Obi-Wan Kenobi Season 2 Update Is Bad News for Star Wars Fans
Obi-Wan Kenobi season 2 isn't a very high priority for Star Wars at the moment.
This Star Wars article contains spoilers for Obi-Wan Kenobi.
While Lucasfilm may be hitting lightspeed with three new Star Wars movies and several more TV series, there’s one show that, at least for the moment, will be left behind. Lucasfilm president Kathleen Kennedy has confirmed that a second season of Obi-Wan Kenobi starring Ewan McGregor won’t be in the works any time soon.
“That is not an active development,” Kennedy revealed to Variety during Star Wars Celebration Europe 2023. “But I never say never, because there’s always the possibility. That show was so well-received and [director] Deborah Chow did such a spectacular job. Ewan McGregor really wants to do another. Everybody’s all hands on deck with what we’re doing right now, as you can see by what we showed everybody [at the Celebration]. We’ll turn our attention to that again maybe down the road.”
While it’s clear Obi-Wan Kenobi season 2 isn’t a priority for Kennedy and her very busy studio at the moment, this doesn’t sound like it’s a complete closing of the door, either. After all, it took 17 years for McGregor to finally reprise the role the first time around, and we know the actor is down for more.
“Would I like to make another one?” McGregor told EW last year. “Yeah, I would like to make another one.” A few weeks later, McGregor echoed this sentiment in an interview with GQ: “I really hope we do another [season]. If I could do one of these every now and again — I’d just be happy about it.”
The question would be where Obi-Wan could go next. At the point in the timeline when the the series is set, about a decade before the events of A New Hope, old Ben is supposed to be in exile on Tatooine, watching over Luke. We saw what one detour from that mission almost cost, with Reva hunting down the future Jedi Master and his family and almost killing the boy. Would Obi-Wan risk it all again for another mission into space? The quest (and the story) would really need to matter.
Kennedy said as much to EW ahead of the show’s premiere last year: “Everybody involved would love to see this not end. But we have to really spend our time asking the question: Why would we do it? If we were to decide to do anything more with the Obi-Wan character, we’d have to really answer the question why?”
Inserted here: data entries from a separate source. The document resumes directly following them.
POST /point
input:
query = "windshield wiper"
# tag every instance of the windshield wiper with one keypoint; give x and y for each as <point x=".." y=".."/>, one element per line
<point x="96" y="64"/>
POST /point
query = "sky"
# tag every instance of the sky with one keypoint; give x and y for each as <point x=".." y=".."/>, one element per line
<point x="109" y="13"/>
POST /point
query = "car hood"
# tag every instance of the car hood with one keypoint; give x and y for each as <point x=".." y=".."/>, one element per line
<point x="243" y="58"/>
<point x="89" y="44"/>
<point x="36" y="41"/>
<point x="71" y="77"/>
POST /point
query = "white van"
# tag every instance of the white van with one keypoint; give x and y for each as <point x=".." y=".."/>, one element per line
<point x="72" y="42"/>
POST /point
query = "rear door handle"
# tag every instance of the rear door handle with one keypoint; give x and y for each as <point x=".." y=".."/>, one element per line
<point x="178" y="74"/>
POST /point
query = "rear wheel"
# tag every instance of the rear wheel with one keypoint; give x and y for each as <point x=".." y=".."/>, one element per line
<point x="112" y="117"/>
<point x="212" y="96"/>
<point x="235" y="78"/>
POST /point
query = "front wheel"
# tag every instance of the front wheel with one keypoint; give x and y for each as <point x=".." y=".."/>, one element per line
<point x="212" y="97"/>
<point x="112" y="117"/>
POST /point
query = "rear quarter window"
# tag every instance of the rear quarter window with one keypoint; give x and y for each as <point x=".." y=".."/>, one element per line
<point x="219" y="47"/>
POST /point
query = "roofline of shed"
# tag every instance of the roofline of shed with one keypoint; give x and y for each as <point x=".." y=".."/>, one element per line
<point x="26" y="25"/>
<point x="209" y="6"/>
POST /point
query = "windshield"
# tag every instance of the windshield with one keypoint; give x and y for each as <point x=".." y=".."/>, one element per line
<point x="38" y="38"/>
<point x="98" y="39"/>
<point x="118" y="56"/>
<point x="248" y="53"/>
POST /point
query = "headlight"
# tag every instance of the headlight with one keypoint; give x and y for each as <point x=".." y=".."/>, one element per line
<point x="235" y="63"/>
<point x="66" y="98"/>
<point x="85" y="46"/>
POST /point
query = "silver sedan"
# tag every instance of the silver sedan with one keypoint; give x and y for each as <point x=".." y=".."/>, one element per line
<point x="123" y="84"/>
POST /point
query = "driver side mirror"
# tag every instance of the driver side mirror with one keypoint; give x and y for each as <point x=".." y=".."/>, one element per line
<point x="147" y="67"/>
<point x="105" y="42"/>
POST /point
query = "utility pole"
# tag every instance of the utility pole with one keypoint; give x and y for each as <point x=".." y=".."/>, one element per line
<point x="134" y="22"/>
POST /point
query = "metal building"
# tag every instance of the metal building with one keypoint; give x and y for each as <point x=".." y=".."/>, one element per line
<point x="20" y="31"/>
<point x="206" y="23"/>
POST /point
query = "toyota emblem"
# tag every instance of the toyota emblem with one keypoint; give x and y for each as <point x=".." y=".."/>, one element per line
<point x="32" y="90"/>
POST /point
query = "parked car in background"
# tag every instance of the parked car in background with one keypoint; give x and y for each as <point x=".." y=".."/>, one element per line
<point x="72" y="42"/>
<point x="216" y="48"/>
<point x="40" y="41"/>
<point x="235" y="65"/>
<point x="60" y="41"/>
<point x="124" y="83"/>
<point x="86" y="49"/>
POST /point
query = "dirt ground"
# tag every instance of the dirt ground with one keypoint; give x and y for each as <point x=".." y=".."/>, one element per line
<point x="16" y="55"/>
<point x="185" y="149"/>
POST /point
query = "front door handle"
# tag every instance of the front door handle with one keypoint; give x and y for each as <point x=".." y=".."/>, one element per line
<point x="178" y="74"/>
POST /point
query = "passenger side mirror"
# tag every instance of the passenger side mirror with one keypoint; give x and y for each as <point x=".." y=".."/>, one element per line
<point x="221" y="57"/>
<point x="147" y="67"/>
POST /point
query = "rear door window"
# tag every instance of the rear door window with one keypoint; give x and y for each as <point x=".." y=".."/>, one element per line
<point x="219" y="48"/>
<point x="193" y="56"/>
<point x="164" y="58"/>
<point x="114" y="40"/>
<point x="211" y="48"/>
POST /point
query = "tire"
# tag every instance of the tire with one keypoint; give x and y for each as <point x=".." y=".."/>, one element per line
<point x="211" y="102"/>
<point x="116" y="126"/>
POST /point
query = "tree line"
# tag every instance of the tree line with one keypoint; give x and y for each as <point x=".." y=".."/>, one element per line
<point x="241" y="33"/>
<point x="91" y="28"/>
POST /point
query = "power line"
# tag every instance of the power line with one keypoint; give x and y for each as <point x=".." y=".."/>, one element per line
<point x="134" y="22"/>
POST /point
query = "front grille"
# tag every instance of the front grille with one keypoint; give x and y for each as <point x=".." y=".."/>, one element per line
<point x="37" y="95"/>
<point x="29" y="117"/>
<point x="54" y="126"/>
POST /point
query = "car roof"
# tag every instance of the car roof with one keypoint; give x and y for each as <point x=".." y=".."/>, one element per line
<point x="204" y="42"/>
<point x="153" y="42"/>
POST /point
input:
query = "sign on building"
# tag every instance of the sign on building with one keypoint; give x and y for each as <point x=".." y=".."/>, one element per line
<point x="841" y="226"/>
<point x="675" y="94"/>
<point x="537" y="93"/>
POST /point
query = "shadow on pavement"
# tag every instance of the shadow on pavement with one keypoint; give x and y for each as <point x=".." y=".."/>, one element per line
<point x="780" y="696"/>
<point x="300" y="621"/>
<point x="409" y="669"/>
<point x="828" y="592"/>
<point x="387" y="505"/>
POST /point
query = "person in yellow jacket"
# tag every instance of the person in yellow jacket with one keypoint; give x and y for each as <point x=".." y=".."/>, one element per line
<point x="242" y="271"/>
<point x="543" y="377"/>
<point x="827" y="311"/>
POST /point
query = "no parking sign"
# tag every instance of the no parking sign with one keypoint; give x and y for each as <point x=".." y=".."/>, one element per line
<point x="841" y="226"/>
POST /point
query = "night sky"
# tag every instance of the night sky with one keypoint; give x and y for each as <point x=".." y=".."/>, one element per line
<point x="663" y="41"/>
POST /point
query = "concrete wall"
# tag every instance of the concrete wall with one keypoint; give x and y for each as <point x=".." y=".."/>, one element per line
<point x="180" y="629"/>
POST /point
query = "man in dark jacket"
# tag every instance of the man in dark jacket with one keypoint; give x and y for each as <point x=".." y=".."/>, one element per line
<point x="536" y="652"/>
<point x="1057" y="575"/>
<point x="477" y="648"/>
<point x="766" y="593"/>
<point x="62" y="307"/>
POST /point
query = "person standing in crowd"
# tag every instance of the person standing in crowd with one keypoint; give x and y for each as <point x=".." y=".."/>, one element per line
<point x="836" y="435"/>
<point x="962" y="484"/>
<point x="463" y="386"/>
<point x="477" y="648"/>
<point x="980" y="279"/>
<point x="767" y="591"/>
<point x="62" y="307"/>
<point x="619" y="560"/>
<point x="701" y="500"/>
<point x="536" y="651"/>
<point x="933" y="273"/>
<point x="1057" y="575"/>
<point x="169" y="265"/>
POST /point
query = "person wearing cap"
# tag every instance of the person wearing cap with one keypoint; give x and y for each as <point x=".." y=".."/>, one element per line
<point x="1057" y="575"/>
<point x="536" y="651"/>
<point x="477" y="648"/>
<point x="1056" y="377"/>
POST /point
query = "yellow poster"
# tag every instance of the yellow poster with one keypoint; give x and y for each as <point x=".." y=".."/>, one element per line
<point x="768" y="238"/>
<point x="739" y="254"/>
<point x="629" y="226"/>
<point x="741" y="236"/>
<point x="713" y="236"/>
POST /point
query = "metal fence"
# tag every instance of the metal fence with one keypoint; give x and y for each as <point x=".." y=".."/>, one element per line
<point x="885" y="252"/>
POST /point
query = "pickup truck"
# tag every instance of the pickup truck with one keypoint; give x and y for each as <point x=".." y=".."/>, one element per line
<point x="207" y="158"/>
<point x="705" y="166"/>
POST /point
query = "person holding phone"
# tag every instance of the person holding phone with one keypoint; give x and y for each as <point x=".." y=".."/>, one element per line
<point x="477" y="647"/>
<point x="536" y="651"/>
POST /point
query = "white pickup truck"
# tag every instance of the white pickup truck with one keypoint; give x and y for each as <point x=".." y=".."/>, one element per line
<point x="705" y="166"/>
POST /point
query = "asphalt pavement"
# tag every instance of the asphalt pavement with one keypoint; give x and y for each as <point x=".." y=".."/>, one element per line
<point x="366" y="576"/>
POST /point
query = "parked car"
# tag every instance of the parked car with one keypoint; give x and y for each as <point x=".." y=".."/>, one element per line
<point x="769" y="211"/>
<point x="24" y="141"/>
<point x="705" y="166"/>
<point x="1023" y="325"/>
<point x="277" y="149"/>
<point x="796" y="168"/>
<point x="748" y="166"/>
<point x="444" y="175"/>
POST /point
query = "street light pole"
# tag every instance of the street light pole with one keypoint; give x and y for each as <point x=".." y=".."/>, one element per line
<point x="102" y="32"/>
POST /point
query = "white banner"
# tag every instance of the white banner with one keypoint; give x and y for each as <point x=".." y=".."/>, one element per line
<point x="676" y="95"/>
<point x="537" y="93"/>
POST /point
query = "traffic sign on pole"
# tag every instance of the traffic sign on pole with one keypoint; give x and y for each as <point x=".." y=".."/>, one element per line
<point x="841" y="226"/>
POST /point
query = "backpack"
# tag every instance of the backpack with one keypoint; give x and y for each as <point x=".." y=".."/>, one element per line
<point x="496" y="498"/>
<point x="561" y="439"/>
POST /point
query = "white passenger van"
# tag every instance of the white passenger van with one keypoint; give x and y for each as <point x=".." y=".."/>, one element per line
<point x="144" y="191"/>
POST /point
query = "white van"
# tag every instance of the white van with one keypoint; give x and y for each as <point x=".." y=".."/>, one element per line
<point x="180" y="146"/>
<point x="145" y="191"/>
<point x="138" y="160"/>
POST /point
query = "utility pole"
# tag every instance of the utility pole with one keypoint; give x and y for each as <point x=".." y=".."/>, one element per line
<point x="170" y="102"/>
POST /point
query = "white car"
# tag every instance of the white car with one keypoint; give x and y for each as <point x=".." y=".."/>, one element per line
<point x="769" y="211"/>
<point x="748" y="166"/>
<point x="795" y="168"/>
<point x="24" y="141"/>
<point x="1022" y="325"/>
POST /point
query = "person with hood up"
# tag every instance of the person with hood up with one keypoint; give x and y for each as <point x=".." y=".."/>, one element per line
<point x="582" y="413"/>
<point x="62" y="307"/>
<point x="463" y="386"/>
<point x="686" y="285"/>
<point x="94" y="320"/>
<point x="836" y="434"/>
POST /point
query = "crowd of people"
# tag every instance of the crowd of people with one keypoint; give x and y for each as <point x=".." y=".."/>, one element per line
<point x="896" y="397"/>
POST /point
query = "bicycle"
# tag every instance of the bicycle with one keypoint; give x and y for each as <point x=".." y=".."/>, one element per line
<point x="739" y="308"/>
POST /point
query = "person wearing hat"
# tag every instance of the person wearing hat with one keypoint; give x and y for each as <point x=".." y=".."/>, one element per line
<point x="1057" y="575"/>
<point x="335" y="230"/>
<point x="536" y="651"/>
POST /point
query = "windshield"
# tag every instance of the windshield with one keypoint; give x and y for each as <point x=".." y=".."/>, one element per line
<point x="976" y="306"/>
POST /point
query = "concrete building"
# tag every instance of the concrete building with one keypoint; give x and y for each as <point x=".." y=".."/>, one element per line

The Obi-Wan Kenobi finale certainly seemed to close the book on this particular chapter of the Jedi Master’s life. With Luke and Leia once again safe from the Empire, Anakin and Darth Vader no longer weighing on his conscience, and his Jedi faith and Force powers restored, Obi-Wan had finally found some peace. The last we saw him, he was off to Force ghost training with Qui-Gon Jinn, while Luke and Leia got to enjoy their childhoods for a bit longer. That should about wrap things up until their reunion in A New Hope, no? At the very least, this was the creative team’s intention.
“We always focused on this as a complete six-part story,” Obi-Wan Kenobi writer Joby Harold confirmed to Den of Geek magazine last year. According to Harold, approaching the story in any other way would have “felt like hubris, like lurking.”
He continued, “Looking at this limited series as the first part of anything, or as interconnected to anything beyond the canon and mythology that preexists, was less interesting than just looking at it as a complete story.”
But director Deborah Chow, who helmed all six episodes, left the door ajar on the possibility of more Obi-Wan Kenobi.
“I mean, there are of course more stories that you could tell,” Chow told Radio Times last June. “There’s obviously another 10 years before we get to A New Hope and with a character like Obi-Wan Kenobi, I think even just watching him ride across the sand sometimes is interesting. So, who knows? It’s hard to say right now, but it was not the intention.”
In other words, if McGregor does get to reprise his role again one day, it sounds like it won’t be for a while yet. With Lucasfilm piling on the projects, including the franchise’s big return to the cinema, let’s just hope Obi-Wan’s next outing doesn’t take another 17 years.